Australian Plan to Rate Social Media Posts Offends First Amendment Principles
The United States is unique among nations for its liberal approach to free expression—and we’re fortunate to have this approach written into our law through the First Amendment. However, people from other countries often do not share the American ethos of free speech. So the results of a recent study on attitudes towards social media among members of university communities in Australia and New Zealand were lamentable but not surprising.
As Carl Straumsheim reports in Inside Higher Ed, students and faculty in these two countries supported the idea that university administrators should rate social media posts brought to their attention on a 1–4 scale and warn or sanction a student for posting something that falls under category 3 or 4. (Survey respondents also agreed, however, that schools should not actively monitor social media sites for inappropriate or offensive comments.)
The survey offered a range of hypothetical posts and asked survey respondents to rate them. What speech would warrant counseling or warning by a university administrator? Anything from “I wish he’d get to the point. He just talks and talks and I can’t even
understand him half the time. He needs to learn f***ing English” (low on the counseling scale) to “I wish Gina would die!! aaaargh! I think I might kill her tomorrow! Stick a knife rihht [sic] in her!
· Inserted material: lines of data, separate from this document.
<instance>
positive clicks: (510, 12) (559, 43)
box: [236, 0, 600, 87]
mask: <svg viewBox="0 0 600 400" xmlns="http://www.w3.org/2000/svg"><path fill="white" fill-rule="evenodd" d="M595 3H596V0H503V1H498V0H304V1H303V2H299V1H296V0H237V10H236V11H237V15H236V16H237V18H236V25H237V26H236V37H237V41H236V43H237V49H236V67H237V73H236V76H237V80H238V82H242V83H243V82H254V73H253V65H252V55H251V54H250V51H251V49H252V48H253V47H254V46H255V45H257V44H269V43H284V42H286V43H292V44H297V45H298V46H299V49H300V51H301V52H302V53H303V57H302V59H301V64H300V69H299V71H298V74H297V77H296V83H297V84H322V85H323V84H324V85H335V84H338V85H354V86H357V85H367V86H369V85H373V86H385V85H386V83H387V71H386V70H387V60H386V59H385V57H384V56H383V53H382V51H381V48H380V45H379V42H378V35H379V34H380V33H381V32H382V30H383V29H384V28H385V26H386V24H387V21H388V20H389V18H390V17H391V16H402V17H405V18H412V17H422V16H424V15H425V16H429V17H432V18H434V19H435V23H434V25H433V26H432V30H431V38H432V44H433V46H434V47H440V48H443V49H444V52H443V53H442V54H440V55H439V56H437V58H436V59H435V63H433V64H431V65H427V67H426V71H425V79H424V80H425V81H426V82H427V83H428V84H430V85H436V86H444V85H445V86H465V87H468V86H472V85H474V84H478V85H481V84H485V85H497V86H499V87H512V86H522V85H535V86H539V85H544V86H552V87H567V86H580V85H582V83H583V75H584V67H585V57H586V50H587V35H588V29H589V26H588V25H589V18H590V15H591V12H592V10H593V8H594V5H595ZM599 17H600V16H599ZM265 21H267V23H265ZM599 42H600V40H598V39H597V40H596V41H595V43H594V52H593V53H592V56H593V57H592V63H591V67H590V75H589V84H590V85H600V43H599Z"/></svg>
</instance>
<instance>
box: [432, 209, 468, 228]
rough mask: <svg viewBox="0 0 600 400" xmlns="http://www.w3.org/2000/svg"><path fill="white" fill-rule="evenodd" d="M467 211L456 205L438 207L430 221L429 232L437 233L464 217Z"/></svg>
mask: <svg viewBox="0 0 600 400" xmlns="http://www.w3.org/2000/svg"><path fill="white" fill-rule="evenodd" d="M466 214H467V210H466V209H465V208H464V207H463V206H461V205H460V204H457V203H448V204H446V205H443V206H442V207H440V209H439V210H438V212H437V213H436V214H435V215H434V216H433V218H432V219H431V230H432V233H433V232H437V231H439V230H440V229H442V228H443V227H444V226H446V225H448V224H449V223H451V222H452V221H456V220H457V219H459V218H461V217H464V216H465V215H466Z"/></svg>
LOL!” (high on the warning scale). If we can assume that people issuing true threats don’t usually punctuate them with “aaaargh!” and “LOL!,” this is is the kind of tasteless speech that the First Amendment protects.
The lead researcher, Professor John Rowe, stated that because social media is so ubiquitous, the results of his survey “apply to Western institutions in general.” This may be true in Europe, where people frequently tolerate a great deal of censorship. For instance, according to Jay Arthur writing at The Huffington Post, the British government has prevailed upon Internet service providers in the UK to block information about drug legalization using “porn filters” in order to protect the “innocence of children.” But I’d like to think most Americans, including college students, would hesitate before advocating the official, legal punishment of someone whose “threat” contained “LOL!”
Professor Rowe, an Australian, might be excused for not taking American values of free speech or the legal requirements of the First Amendment into account. The same cannot be said of American college administrators. Indeed, the current president of the Association for Student Conduct Administration (ASCA), Matthew Gregory, told Straumsheim that “[f]ree speech is a fine line” and “[h]aving a rubric with a range of options universities need to identify those level three-level four posts would be a sound action.”
No, it wouldn’t. The First Amendment protects a wide range of thought, debate, insight, and brilliance—as well as quackery, foolishness, maliciousness, and everything in between. Having a rubric in which college administrators would categorize social media posts, according to undefined criteria, into those that should be ignored, possibly ignored, acted upon by counseling, or sanctioned would inevitably be abused. Just ask Matt Werenczak, who was expelled from the Syracuse University School of Education for a Facebook post—and not readmitted until FIRE intervened. Werenczak is only one of the many examples of students who have been subject to censorship of, or punishment for, their social media communications that can be found in FIRE’s case archives.
On July 1, FIRE launched the Stand Up For Speech Litigation Project, an initiative that will drive home, once and for all, the Supreme Court’s declaration that “state colleges and universities are not enclaves immune from the sweep of the First Amendment.” FIRE will keep working with students to file lawsuits challenging speech codes until the only rational response to a survey asking whether universities should punish students for social media posts is: “Why would you do something that laughably unconstitutional?”